Thursday, May 22, 2008

Voice Actors for Games Deserve Royalties Too?

While purusing through Slashdot today (groaning at all the anti-MS, pro-linux propoganda like I normally do) I came across an interesting article that they linked from the NY Times.

The basic jist of the article is that the primary voice actor for GTA 4 (Michael Hollick) is worried that his union isn't fighting for his rights enough to get residuals/royalties on work that voice actors do for games. For the record he was simply paid $100,000 for his time in the voice studio.

Now I am not writing this to debate whether or not he should get royalties, personally I think he should since he did contribute to the product. My primary conern is just how much should a voice actor get when their contribution is fairly insignificant in comparison to the work a programmer, artist, designer/producer, QA, etc. does actually making the game. Remember that GTA 4 was probably about 2 years worth of team each and probably a few hundred man-years worth of work in total.

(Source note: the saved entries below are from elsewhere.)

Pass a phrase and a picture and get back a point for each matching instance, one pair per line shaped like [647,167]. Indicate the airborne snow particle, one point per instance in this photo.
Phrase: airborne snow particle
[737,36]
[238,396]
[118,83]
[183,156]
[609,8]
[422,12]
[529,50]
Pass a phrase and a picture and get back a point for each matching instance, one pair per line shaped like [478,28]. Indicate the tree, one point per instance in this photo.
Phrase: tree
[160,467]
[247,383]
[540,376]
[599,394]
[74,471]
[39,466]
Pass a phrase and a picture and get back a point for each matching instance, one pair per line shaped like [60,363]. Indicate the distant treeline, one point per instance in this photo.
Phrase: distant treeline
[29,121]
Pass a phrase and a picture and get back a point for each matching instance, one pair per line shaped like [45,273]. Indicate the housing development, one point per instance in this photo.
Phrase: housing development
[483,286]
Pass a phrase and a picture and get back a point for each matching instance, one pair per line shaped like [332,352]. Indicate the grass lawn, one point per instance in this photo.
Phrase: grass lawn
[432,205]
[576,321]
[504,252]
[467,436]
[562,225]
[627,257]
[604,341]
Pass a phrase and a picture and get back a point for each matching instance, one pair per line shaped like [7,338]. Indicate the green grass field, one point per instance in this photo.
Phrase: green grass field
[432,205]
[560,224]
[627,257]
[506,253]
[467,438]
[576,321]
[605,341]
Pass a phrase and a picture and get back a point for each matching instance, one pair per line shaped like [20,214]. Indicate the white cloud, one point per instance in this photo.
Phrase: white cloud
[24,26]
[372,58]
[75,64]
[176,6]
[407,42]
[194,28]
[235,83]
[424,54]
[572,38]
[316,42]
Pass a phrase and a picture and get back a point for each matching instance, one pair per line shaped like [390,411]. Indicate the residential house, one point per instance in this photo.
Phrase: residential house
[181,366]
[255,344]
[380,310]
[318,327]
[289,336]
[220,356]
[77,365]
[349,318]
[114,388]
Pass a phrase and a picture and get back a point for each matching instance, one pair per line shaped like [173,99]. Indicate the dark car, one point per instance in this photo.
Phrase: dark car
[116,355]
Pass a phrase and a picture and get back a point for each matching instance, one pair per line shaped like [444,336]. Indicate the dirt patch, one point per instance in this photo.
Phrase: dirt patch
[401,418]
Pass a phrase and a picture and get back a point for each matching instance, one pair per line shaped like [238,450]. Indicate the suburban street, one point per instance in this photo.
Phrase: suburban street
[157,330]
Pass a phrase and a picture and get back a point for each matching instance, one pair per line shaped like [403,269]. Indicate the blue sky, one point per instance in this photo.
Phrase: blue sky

While I am unsure what rates these developers of GTA 4 are getting for royalties (and certainly hope they are getting some at all), I certainly do believe that the they should get a much significantly higher rate than a voice actor. After all it is their constant hard work that actually makes the game so great. Sure voice acting is cool and it helps augment the personalities that the developers have given the assets in the world, but the game would still be great even if players had to conversations that the characters have as text on the screen.